Results: VEGF-A(165)b inhibited VEGF-A(165)-mediated endothelial cell migration with a dose effect similar to that of ranibizumab and bevacizumab and 200-fold more potent than that of pegaptanib. VEGF-A(165)b bound both VEGFR1 and VEGFR2 with affinity similar to that of VEGF-A(165). After laser injury, mice were injected either intraocularly or subcutaneously with recombinant human VEGF-A(165)b. Intraocular injection of rhVEGF-A(165)b gave a pronounced dose-dependent inhibition of fluorescein leakage, with an IC(50) of 16 pg/eye, neovascularization (IC(50), 0.8 pg/eye), and lesion as assessed by histologic staining (IC(50), 8 pg/eye). Subcutaneous administration of 100 microg twice a week also inhibited fluorescein leakage and neovascularization and reduced lesion size.

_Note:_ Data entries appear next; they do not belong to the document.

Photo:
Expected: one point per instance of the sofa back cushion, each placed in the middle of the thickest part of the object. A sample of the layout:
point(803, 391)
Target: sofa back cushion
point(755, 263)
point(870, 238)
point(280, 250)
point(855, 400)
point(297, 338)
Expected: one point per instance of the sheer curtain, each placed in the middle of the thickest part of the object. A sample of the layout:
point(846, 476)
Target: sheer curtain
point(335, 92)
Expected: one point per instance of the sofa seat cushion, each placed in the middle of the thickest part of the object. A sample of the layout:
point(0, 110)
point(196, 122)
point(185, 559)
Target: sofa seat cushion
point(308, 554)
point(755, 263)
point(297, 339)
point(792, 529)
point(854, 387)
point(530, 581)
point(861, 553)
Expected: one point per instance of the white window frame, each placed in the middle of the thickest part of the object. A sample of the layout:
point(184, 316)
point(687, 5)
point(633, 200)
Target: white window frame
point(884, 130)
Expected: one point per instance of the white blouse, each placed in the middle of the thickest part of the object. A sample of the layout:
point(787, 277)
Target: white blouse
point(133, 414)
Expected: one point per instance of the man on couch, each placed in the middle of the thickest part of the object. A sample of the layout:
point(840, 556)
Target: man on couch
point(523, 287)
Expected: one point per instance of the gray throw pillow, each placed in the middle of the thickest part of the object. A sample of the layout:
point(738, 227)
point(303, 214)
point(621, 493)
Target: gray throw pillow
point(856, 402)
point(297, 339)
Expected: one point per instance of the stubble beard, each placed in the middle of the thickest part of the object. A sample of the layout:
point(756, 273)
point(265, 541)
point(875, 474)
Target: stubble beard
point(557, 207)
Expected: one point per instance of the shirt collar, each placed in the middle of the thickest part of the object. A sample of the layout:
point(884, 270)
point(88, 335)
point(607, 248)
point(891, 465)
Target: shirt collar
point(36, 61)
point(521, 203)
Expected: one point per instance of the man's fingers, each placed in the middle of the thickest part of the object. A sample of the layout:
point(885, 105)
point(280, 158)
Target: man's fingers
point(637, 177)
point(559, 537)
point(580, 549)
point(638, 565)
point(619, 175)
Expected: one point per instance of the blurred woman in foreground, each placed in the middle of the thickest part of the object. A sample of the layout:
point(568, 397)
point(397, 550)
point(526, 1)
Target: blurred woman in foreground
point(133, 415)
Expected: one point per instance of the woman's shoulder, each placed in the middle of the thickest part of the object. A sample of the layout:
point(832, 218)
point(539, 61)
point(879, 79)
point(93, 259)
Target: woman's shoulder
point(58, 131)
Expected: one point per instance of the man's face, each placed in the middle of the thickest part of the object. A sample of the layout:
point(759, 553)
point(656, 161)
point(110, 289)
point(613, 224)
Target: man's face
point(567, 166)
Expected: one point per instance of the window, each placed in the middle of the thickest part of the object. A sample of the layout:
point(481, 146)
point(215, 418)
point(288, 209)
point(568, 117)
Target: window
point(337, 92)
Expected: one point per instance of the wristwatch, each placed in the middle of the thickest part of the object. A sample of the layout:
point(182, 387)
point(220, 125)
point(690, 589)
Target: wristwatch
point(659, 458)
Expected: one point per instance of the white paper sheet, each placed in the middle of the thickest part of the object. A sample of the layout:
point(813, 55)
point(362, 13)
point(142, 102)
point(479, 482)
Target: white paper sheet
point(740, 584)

Conclusions: These results show that VEGF-A(165)b is a potent antiangiogenic agent in a mouse model of age-related macular degeneration and suggest that increasing the ratio of antiangiogenic-to-proangiogenic isoforms may be therapeutically effective in this condition.

Figure 1.

VEGF-A₁₆₅b is the predominant VEGF-A_xxxb isoform in the eye. Protein was extracted from dissected tissues of donor eyes from the Bristol Eye Bank and subjected to SDS-PAGE and immunoblotting using anti-VEGF (left) or anti-VEGF_xxxb (right). Protein was extracted from eyes either by dissection of the RPE layer from the rest of the retina or by dissection of the neuronal layer from the rest of the retina or the whole retina. Recombinant human (rh) VEGF₁₆₅ and VEGF₁₆₅b were run both as denatured and native to demonstrate monomer and dimers. The expected sizes of VEGF₁₂₁, VEGF₁₈₉, and VEGF₁₄₅ are demonstrated.

Figure 2.

VEGF-A₁₆₅b inhibits VEGF-A₁₆₅–mediated endothelial cell migration but binds to VEGFR. (A) HMVECs were seeded onto polycarbonate 8-μm pore filters, and migration across the transwell was measured to 1 nM VEGF-A₁₆₅ with increasing doses of inhibitors. (B) Fc-VEGFR1 was coated onto an ELISA plate, and increasing concentrations of biotinylated VEGF-A₁₆₅b were added. After development with HRP-SA, the percentage of bound VEGF-A₁₆₅b was calculated relative to saturated values, and IC₅₀ was calculated using a nonlinear sigmoid variable slope fit. (C) Fc-VEGFR1 was coupled to an SPR sensor chip, and increasing concentrations of VEGF-A₁₆₅b were allowed to flow over the chip. Response units relative to the reference chip were measured by surface plasmon resonance. (D) Fc-VEGFR2 was coupled to a similar chip, and the experiment was repeated. Affinity and dissociation constants were calculated by 1:1 Langmuir binding models.

Figure 3.

Intravitreal VEGF-A₁₆₅b inhibits CNV. Mice underwent retinal laser coagulation in both eyes and intravitreous injection with VEGF-A₁₆₅b or HBSS directly after laser procedure (day 0) and on day 7. (A) FA on day 14 showed dose-dependent inhibition of leakage (arrows). (B) Quantification using 0 to 3 scoring scheme by three independent masked observers. (C) Staining with isolectin B4 of the RPE-choroid-sclera complex showed a dose-dependent decrease in lesion size. (D) The IC₅₀ for lesion size was 0.78 pg. (E) H&E staining of the middle section of each photocoagulation area showed disrupted RPE layer and lesions. These were dose dependently reduced by VEGF-A₁₆₅b injection. (F) Measurement of the lesion size.

Figure 4.

Systemic VEGF-A₁₆₅b inhibits CNV. Mice underwent retinal laser coagulation in both eyes and subcutaneous injection with 100 μg VEGF-A₁₆₅b or PBS twice weekly. (A) Quantification of FA on day 14 using 0 to 3 scoring scheme by three independent masked observers showed inhibition of leakage. Representative images for each treatment are shown above the bars. (B) Staining with isolectin B4 of the RPE-choroid-sclera complex. (C) Confocal three-dimensional reconstruction was used to calculate volume size. (D) H&E staining of the middle section of each photocoagulation area showed disrupted RPE layer and lesions. These were reduced by VEGF-A₁₆₅b injection. **P < 0.02 and ***P < 0.001 compared with PBS. Unpaired t-test (A–C). Mann-Whitney U test (D).